Wednesday, 16 March 2016
Matters of Public Importance
Steve Irons (Swan, Liberal Party) Share this | Hansard source
It is a pleasure to rise to talk on this MPI. I see the other side of the House waving at me, which is great! It is always good to follow the member for Lilley, my namesake; he does occasionally get called the member for Swan.
Without using any cartoon analogies, I might use some sporting analogies to talk about one of the things we have learned over the years. It just happens that a quote from the member for Fraser is:
The big challenge for the ALP will be convincing the electorate that it can run the economy almost as well as the Coalition. “Almost”, because the belief that right-wing parties are better economic managers is so pervasive in developed democracies that few can hope to topple it from opposition.
That might be a perception that the member for Fraser has, but there is a reason that he has picked that up, and the reason is that it is true. It is a fact that the conservative governments in Australia have proven, time and time again, to be better operators of the economy.
One of the things I also learned from sport is that, when you go into a grand final, you try to pick a weakness in someone's team—their team strategy, their team plan or a weak player on their side—and you do not play to their strengths. If we are going to have an economic leadership debate or an economic credibility debate in this chamber, we would welcome it every time. This side will welcome it because the Labor Party has no economic credibility. They spent six years proving to the Australian people why they have no economic credibility.

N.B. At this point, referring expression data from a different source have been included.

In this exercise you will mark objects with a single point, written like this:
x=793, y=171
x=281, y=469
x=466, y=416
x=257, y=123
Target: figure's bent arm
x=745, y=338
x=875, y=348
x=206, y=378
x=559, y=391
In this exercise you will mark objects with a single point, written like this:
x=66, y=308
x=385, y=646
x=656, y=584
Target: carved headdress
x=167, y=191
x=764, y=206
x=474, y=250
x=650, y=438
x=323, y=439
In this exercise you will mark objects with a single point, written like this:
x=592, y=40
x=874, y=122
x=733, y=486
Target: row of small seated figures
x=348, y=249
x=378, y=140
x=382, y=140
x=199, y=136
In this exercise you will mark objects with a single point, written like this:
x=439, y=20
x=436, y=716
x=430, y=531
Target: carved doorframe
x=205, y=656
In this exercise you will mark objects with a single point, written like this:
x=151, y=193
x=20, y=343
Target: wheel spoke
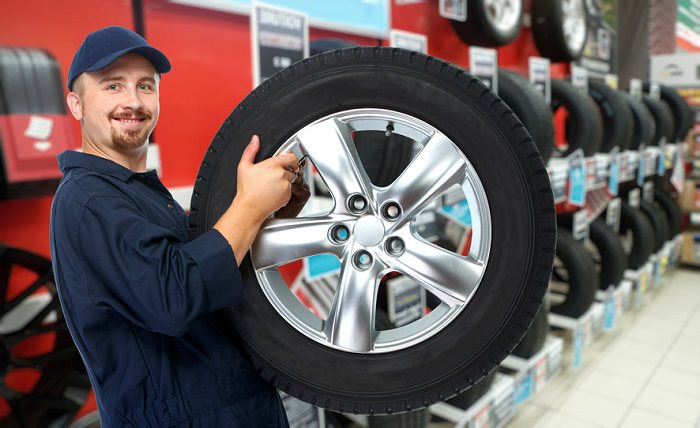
x=449, y=276
x=330, y=147
x=284, y=240
x=437, y=168
x=350, y=321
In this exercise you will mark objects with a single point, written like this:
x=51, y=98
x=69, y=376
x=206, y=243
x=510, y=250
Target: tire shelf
x=524, y=378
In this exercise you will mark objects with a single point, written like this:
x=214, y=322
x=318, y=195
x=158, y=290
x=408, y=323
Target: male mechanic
x=138, y=297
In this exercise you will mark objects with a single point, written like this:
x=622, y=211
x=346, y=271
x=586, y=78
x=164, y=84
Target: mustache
x=132, y=114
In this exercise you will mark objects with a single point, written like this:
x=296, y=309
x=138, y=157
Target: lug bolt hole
x=391, y=211
x=357, y=204
x=340, y=233
x=362, y=260
x=394, y=246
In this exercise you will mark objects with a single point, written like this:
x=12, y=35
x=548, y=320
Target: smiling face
x=117, y=107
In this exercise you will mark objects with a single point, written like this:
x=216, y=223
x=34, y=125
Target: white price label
x=483, y=64
x=540, y=76
x=579, y=78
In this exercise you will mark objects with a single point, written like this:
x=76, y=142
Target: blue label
x=609, y=320
x=577, y=186
x=321, y=265
x=661, y=164
x=578, y=347
x=614, y=178
x=523, y=391
x=640, y=170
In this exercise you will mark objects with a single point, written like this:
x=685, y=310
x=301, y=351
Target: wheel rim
x=376, y=236
x=503, y=14
x=574, y=24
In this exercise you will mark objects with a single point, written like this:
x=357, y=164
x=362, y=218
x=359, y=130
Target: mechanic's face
x=118, y=106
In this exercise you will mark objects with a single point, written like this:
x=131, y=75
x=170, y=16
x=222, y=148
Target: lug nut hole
x=391, y=211
x=395, y=246
x=362, y=260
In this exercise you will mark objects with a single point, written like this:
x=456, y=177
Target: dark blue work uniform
x=139, y=300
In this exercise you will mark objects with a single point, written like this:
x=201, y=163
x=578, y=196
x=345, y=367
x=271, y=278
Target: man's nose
x=132, y=98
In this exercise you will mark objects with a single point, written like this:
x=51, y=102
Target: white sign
x=483, y=65
x=407, y=40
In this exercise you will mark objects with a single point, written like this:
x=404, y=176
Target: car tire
x=618, y=123
x=642, y=121
x=672, y=211
x=490, y=24
x=530, y=107
x=467, y=122
x=638, y=235
x=550, y=29
x=584, y=125
x=574, y=277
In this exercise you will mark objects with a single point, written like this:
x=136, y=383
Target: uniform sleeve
x=147, y=274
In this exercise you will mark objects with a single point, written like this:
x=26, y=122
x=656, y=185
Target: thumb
x=248, y=157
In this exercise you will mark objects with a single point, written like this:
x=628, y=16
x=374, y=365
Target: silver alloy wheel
x=382, y=234
x=574, y=24
x=503, y=14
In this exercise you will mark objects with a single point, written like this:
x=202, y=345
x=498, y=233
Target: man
x=139, y=299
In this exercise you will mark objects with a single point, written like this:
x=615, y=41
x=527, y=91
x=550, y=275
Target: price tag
x=577, y=178
x=454, y=9
x=633, y=197
x=580, y=225
x=648, y=191
x=407, y=40
x=523, y=390
x=641, y=167
x=636, y=88
x=280, y=38
x=540, y=77
x=540, y=370
x=579, y=78
x=612, y=214
x=610, y=303
x=655, y=91
x=678, y=174
x=483, y=64
x=614, y=171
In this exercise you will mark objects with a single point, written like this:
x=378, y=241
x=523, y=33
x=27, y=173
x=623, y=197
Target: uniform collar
x=73, y=159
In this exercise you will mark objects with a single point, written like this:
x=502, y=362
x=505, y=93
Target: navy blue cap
x=102, y=47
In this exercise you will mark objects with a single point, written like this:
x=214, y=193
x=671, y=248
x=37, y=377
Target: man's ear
x=75, y=105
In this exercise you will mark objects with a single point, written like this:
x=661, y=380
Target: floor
x=644, y=373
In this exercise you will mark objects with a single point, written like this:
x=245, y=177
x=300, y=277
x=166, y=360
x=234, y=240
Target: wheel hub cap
x=369, y=231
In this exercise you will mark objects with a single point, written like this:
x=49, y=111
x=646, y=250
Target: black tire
x=584, y=125
x=642, y=122
x=530, y=107
x=574, y=277
x=536, y=335
x=472, y=395
x=618, y=123
x=638, y=235
x=658, y=221
x=513, y=282
x=609, y=254
x=548, y=30
x=672, y=211
x=662, y=120
x=682, y=120
x=63, y=386
x=480, y=29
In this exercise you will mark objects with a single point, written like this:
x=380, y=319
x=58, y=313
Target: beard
x=132, y=139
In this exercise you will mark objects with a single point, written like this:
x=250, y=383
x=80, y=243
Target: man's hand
x=262, y=189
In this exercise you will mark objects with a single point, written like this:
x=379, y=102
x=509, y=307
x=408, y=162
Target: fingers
x=248, y=157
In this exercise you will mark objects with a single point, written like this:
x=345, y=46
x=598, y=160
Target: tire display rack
x=518, y=379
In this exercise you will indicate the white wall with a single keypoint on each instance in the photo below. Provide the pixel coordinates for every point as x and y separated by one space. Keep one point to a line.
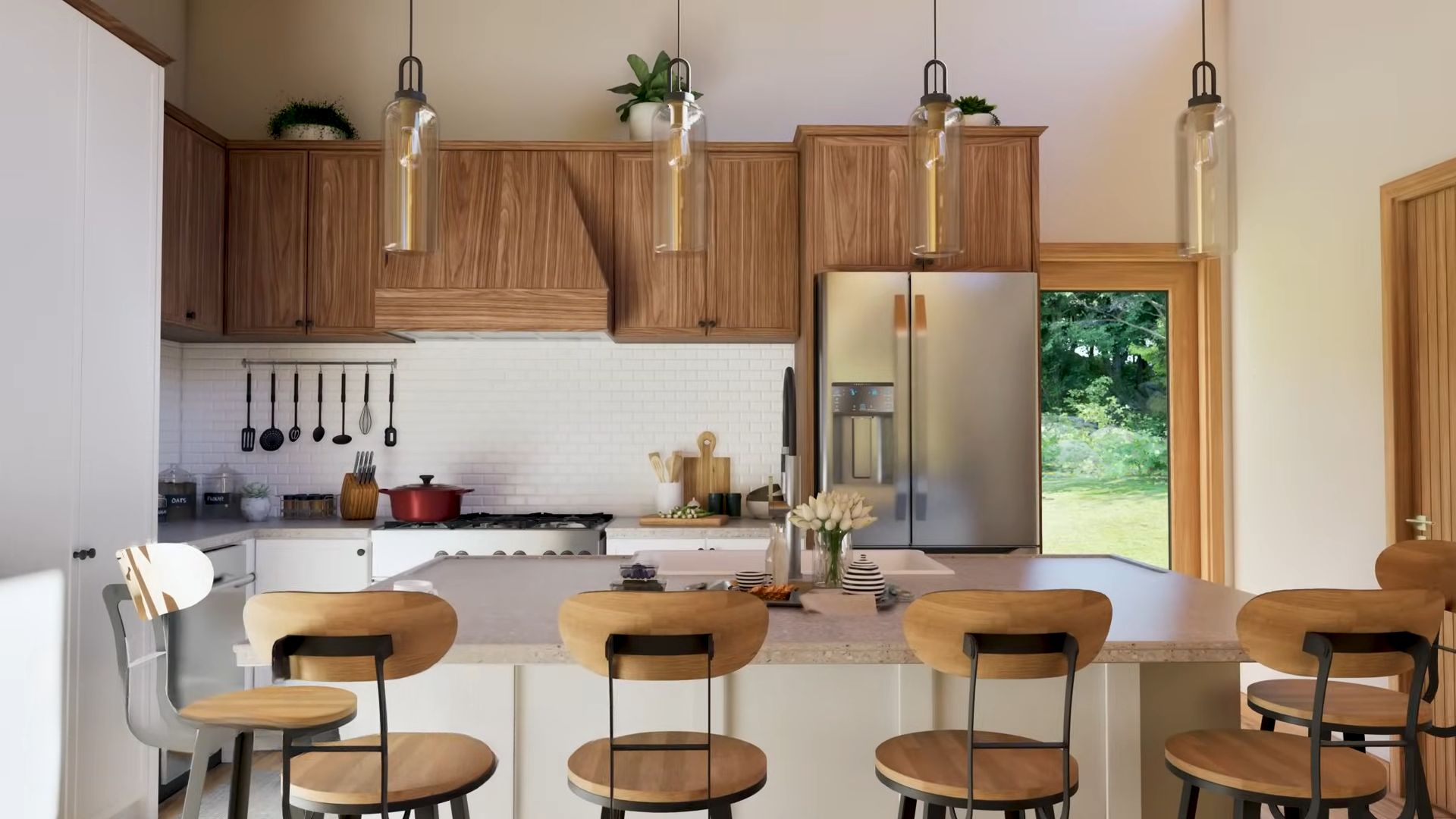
1109 77
162 24
1334 98
532 426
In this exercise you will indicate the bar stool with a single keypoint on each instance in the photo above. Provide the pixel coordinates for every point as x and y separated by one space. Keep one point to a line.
161 580
995 635
664 635
367 637
1316 632
1357 710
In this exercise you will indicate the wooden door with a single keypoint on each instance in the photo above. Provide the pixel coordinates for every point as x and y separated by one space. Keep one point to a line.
346 248
1419 260
753 248
657 295
267 242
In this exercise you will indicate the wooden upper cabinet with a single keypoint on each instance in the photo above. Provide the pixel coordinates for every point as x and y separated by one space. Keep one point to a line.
194 190
745 287
267 249
855 187
657 295
753 249
346 243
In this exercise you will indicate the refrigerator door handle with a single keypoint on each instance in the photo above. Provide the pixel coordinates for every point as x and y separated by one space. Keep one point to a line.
918 406
902 428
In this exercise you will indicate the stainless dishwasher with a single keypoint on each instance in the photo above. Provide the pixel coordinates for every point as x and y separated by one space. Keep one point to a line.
200 648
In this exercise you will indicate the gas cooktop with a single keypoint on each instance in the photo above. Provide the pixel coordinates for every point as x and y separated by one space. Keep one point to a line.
528 521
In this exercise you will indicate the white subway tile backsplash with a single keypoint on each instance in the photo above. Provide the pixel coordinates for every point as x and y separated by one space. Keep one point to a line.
549 425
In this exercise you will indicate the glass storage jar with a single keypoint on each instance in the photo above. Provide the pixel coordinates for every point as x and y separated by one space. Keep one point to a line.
178 488
223 494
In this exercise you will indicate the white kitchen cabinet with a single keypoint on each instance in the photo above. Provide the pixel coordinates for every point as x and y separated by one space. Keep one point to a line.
310 564
632 545
80 221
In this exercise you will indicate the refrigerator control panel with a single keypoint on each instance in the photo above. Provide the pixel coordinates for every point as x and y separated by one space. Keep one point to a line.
864 398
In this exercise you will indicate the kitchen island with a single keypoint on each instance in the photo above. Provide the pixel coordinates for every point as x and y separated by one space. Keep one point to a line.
824 689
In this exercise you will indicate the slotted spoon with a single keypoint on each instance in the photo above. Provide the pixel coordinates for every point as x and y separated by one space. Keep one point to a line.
294 433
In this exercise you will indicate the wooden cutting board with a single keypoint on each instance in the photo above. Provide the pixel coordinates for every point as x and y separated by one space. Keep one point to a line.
705 474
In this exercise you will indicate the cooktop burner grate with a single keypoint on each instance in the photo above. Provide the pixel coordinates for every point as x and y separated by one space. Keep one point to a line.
529 521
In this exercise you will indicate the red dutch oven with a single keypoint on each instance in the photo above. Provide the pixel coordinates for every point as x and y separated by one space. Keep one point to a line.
425 502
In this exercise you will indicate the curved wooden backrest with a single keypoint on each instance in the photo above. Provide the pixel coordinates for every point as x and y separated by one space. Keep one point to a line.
937 626
739 623
1420 564
165 577
421 627
1273 626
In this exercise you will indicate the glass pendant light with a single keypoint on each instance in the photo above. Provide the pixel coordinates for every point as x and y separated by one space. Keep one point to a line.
410 184
1204 165
935 165
679 165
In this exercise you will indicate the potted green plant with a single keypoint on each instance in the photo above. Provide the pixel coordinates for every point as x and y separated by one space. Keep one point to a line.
976 111
645 93
310 120
255 502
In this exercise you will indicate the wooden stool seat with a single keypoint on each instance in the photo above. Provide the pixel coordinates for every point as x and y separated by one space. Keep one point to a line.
935 763
277 707
422 768
1346 703
1274 764
669 777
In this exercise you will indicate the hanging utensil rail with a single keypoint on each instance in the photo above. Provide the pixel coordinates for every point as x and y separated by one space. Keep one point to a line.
316 363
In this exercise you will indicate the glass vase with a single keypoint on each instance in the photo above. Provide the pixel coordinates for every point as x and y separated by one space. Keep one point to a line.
832 558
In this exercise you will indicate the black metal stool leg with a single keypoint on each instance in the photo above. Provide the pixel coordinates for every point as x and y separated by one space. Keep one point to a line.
1188 803
242 776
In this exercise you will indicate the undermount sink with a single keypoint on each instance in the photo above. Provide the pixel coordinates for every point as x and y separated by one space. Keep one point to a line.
724 563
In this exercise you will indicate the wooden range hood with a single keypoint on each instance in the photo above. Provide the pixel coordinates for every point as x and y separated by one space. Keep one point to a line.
516 254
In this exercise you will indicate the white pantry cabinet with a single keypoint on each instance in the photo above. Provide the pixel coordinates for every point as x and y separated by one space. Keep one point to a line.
80 219
310 566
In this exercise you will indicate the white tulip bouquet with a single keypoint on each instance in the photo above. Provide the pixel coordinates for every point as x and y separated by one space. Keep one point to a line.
832 516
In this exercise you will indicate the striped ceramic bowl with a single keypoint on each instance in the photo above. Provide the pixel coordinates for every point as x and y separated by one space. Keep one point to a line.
864 577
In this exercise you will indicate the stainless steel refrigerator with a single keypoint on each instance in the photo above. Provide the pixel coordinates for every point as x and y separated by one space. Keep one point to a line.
928 403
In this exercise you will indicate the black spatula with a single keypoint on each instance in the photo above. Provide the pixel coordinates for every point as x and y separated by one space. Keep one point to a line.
249 433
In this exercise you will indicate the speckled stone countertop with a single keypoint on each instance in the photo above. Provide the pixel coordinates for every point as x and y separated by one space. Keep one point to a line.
628 526
507 608
207 534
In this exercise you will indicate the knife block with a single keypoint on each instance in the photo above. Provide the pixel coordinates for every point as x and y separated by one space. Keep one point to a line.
359 502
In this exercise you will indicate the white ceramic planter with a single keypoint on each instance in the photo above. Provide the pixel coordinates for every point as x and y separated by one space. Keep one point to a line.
312 133
256 509
639 120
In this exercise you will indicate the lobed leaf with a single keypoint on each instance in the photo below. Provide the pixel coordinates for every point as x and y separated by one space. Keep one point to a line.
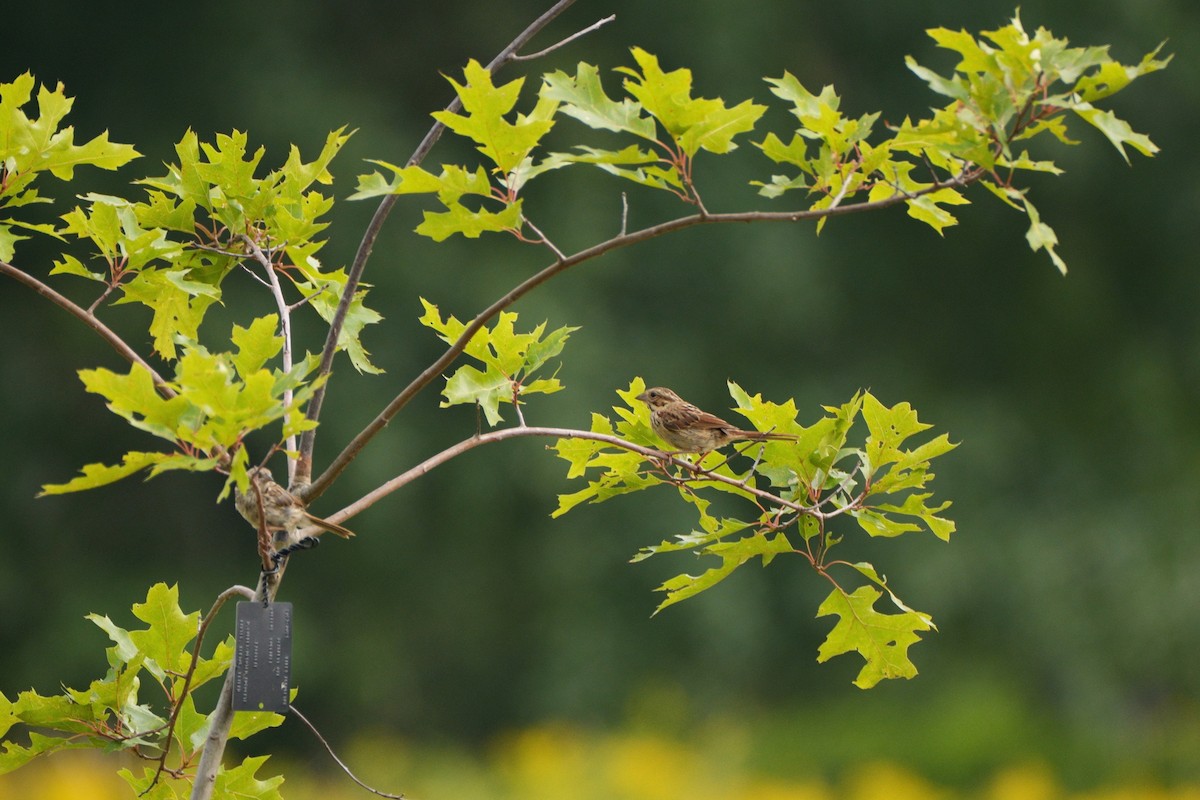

I remember seeing the Treasurer before the previous Treasurer, the member for Lilley, sitting where the member for Bendigo is now sitting. He stood up proudly with his budget papers—he has just held up ours, but he held up his—and said: 'Tonight, we deliver four surpluses. This is the start of four surpluses.' Well, I have not seen any of them. Maybe the member for Fraser, who puts himself very high on the economic ratings, can tell us where those four surpluses are, where they disappeared to, where they have gone, where they were delivered or if they are ever going to be delivered. I think 1989 was the last time Labor delivered a surplus. So, when they talk about economic credibility, we will have that conversation every time. The Assistant Minister to the Treasurer raised some points about the previous Treasurer, who said at the time that he did not want to raise some things in this parliament because he thought they might be perceived as unparliamentary. But I will raise some of the things that the previous Treasurer said. One of the things he said to Fran Kelly back on 13 May 2010 was:
… the Government has returned the Budget to surplus three years ahead of schedule and ahead of any other major advanced economy …
Can anyone in this place remember those statements being made? Can we remember them? We are still waiting, member for Fraser. We are still waiting for those deliveries from the opposition, who now claim to be economic geniuses and giants, after leaving the Australian economy an absolute wreck and disaster. The previous Treasurer, the member for McMahon, Mr Chris Bowen, in his address to the Investment and Financial Services Association at the postbudget breakfast on 12 May 2010, said:
The Budget is now projected to return to surplus in 2012-13—three years ahead of schedule. This will make us the first advanced economy in the world to return to surplus.
He also said:
By the middle of 2013, our budget will be back in surplus—three years ahead of schedule. We also have the lowest debt and deficit of any major advanced economy.
Well, they have to remember that when they came into power they did not have any debt. And they took us into that position on the excuse of a GFC. First we heard about the Rudd bank, then we heard about GroceryWatch and then we heard about Fuelwatch. How successful were all of those for him? Giants! Geniuses! Fantastic economic programs!
What about when the mining tax was negotiated between Xstrata, Rio Tinto and BHP? They would have had some economic geniuses in their room. And guess who we sent in to negotiate with them on a mining tax? The Treasurer! The Treasurer went in to negotiate with Xstrata and BHP. And what did he deliver? He delivered a 10-year write-off for a re-evaluation of their assets and a 10-year write-off to get them to sign to an agreement for the mining tax—an anti-WA policy and an anti-Australia policy. And what did that mining tax actually deliver? Nothing! It delivered nothing to the budget. It delivered nothing to the Treasury. And this is what will happen if this opposition gets voted in again: they will deliver nothing. And they have got no economic credibility.